Мне приходилось быть очень внимательной к звукам в окружении Гаса: если ему какой-то нравился, он требовал его повторения на протяжении бесконечных лет, и обычно название звука не произносилось. Он будет чистить зубы только в том случае, если я пропою «Мята!», а мыть руки лишь после моего вопросительного «Ладони?». (Многие годы учителя звали Гаса Мальчик без рук, потому что он ничему не позволял коснуться своих ладоней. Только кончики его пальцев видели воду. Отсюда моя настойчивость в мытье рук.) А еда? Каждое утро он получал ту же самую тарелку с яблоками, бананами и овсяными колечками с тех пор, как впервые перешел на твердую пищу, а каждый вечер – тот же самый рисовый пудинг. (Яблоки тоже должны быть одного и того же сорта. Когда мы осенью идем собирать яблоки, он с радостью собирает их, но не ест, потому что это не «Фуджи».) Каждую пятницу, без исключения, на ужин куриные наггетсы с жареной картошкой, доставленные из местного китайского ресторанчика. Картофельное пюре – единственный вид картофеля, но еще Гас лопает по одному авокадо в день. Никаких овощей, риса, хлеба и макарон. Ему нравится одна и та же пища, и он ест ее с тем же удовольствием, неважно, в который раз подряд ее подают.
Будучи неунывающим и радостным, Гас не склонен к внезапным нервным срывам в случае нарушения порядка, как многие молодые люди с расстройствами аутистического спектра. Если мы идем в школу другой дорогой, он просто дрожит, но не бьется в припадке на земле. Если поезд неожиданно останавливается в туннеле, слезы тихо катятся у него по лицу, но он не злится. А если, скажем, меняется маршрут и поезд Е подходит к той платформе, где обычно стоит поезд Б, я могу всегда предотвратить у него панику, объяснив, что это «волшебный» поезд. На самом деле, назвав что-нибудь или кого-нибудь «волшебным», я часто смягчаю удар. Поэтому учитель, который заменяет обычного учителя на уроке, – неожиданный человек – превращается в глазах Гаса в чародея.
Но, тем не менее, его очень тревожит все новое. Никакие объяснения не могут остановить его рыдания, если он слышит, как ведущий его любимого прогноза погоды объявляет о возможной грозе. «Я знаю, что она не убьет меня, – говорит он, сгребая свое постельное белье и утаскивая его в кладовку, чтобы провести там ночь. – Мне просто не нравится этот шум».
Хотя он действительно боится шума, дело не только в этом. Это неуверенность. Я была очень довольна собой, когда притащила в дом устройство, позволяющее отслеживать грозу, и сообщающее, когда будет следующий удар грома в пределах определенной территории.
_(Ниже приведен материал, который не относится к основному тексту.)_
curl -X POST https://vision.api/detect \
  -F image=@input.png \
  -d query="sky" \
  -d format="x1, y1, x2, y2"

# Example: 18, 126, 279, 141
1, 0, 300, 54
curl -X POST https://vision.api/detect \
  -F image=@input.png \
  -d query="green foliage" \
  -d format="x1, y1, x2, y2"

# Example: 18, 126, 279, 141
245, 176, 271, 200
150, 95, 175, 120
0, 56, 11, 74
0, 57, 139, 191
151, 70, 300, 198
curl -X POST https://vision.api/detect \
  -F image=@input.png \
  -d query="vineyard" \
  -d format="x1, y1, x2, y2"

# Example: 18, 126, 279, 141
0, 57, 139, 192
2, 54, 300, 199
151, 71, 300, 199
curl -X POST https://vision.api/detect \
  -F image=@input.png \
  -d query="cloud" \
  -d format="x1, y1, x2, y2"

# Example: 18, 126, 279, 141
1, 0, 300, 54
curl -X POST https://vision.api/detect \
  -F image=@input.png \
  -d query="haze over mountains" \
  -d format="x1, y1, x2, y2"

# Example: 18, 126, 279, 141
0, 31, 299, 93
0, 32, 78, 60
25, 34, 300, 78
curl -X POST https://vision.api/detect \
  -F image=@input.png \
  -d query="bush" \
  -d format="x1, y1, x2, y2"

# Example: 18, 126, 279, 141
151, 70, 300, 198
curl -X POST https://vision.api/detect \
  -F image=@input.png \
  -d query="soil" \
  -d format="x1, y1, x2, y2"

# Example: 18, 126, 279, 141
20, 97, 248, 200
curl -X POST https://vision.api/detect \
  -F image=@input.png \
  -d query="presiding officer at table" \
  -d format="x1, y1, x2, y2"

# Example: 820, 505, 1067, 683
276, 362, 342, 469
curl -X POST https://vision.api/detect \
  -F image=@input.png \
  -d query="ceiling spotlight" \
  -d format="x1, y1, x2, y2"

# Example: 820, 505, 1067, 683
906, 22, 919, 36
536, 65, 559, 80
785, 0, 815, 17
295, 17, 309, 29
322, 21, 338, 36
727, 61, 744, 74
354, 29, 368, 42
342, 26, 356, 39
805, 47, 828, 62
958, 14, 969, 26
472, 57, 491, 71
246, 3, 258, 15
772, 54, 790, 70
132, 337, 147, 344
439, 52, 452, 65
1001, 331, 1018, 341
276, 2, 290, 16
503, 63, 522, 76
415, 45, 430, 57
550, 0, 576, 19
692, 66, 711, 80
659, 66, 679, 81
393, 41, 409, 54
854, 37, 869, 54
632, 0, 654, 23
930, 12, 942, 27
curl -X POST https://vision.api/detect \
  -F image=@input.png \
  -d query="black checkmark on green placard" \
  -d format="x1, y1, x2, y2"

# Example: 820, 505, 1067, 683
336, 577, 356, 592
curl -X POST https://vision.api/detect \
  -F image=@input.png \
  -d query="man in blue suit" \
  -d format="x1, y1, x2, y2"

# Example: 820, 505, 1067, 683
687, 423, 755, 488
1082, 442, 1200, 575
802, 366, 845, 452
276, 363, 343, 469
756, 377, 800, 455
Это казалось хорошей идеей («Видишь, дорогой, ты всегда будешь знать!»), пока я не обнаружила, что территория составляет примерно двадцать пять миль. Эта штука может быть полезной, если вы сидите на ферме посередине Канзаса, но в Нью-Йорке удар грома за двадцать пять миль от вас не значит ничего, и вы только постоянно пугаете ребенка, высматривая вспышки молнии и засекая гром, который он вообще бы не заметил, если бы не это устройство.
После того как сын провел еще несколько ужасных ночей в кладовке, мне пришлось убрать детектор грозы с глаз долой. Числа кое-что значат для Гаса, поэтому он радуется, когда «AccuWeather» говорит, что существует 20-процентная вероятность, или даже меньше, грозы и грома. Но, если Генри хочет, чтобы Гас в страхе побежал к компьютеру, ему достаточно сказать: «Эй, разве сегодня не 75 шансов из 100, что будет гроза? Не хочешь посмотреть?»